Researchers at the Ian Ramsey Centre for Science and Religion and the Centre for Anthropology and Mind in Oxford will use the cognitive science disciplines to develop “a scientific approach to why we believe in God and other issues around the nature and origin of religious belief”.
The cognitive sciences, or the science of mind and intelligence, combine disciplines such as evolutionary biology, neuroscience, linguistics and computer sciences to examine human behaviour.
Justin Barrett, a psychologist who has been quoted in support of arguments by both the atheist Richard Dawkins and his critic, Alister Mc-Grath, a Christian theologian, said: “We are interested in exploring exactly in what sense belief in God is natural. We think there is more on the nature side than a lot of people suppose.”
He compared believers to three-year-olds who “assume that other people know almost everything there is to be known”. Dr Barrett, who is a Christian, is the editor of the Journal of Cognition and Cultureand author of the book Why Would Anyone Believe in God? He said that the childish tendency to believe in the omniscience of others was pared down by experience as people grew up. But this tendency, necessary to allow human beings to socialise and cooperate with each other in a productive way, continued when it came to belief in God.
“It usually does continue into adult life,” he said. “It is easy, it is intuitive, it is natural. It fits our default assumptions about things.”
The research will feed into other areas, such as whether the conflicts associated with religion are a product of human nature. The project will also examine whether belief in the afterlife is something that needs to be taught or is a product of natural selection.

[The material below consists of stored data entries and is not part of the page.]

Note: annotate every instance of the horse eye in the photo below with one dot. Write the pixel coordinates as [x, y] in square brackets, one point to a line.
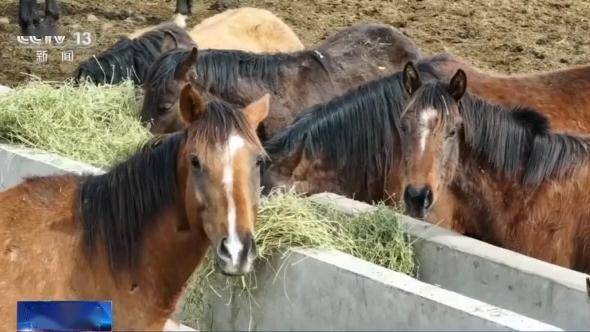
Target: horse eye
[195, 162]
[405, 127]
[163, 108]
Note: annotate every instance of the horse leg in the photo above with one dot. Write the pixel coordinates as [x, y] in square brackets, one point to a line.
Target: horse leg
[221, 5]
[27, 16]
[51, 17]
[184, 7]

Dr Barrett said: “The next step therefore is to look at some of the detailed questions which religious beliefs are most common and most natural for the human mind to grasp?” The most exciting questions were in areas such as the different responses to polytheism and monotheism, for example, and relationships between religion and evolutionary biology.
He and his colleague Roger Trigg will be investigating whether religion is a part of the selection process that has helped humans survive or merely a byproduct of evolution.
The three-year study is being funded by a £1.9 million grant to the Ian Ramsey Centre from the John Templeton Foundation, which supports research into religion, science and spirituality. There will be seminars and workshops, while £800,000 will go towards a small grant competition, with 41 grants for different projects.
Professor Trigg, a senior research Fellow at Oxford and author of Religion in Public Life: Must Faith be Privatised?, said: “Religion has played an important role in public life over the past few years and the debate about the origin of religion, and how it fits into the human mind, has intensified. This study will not prove or disprove any aspect of religion.”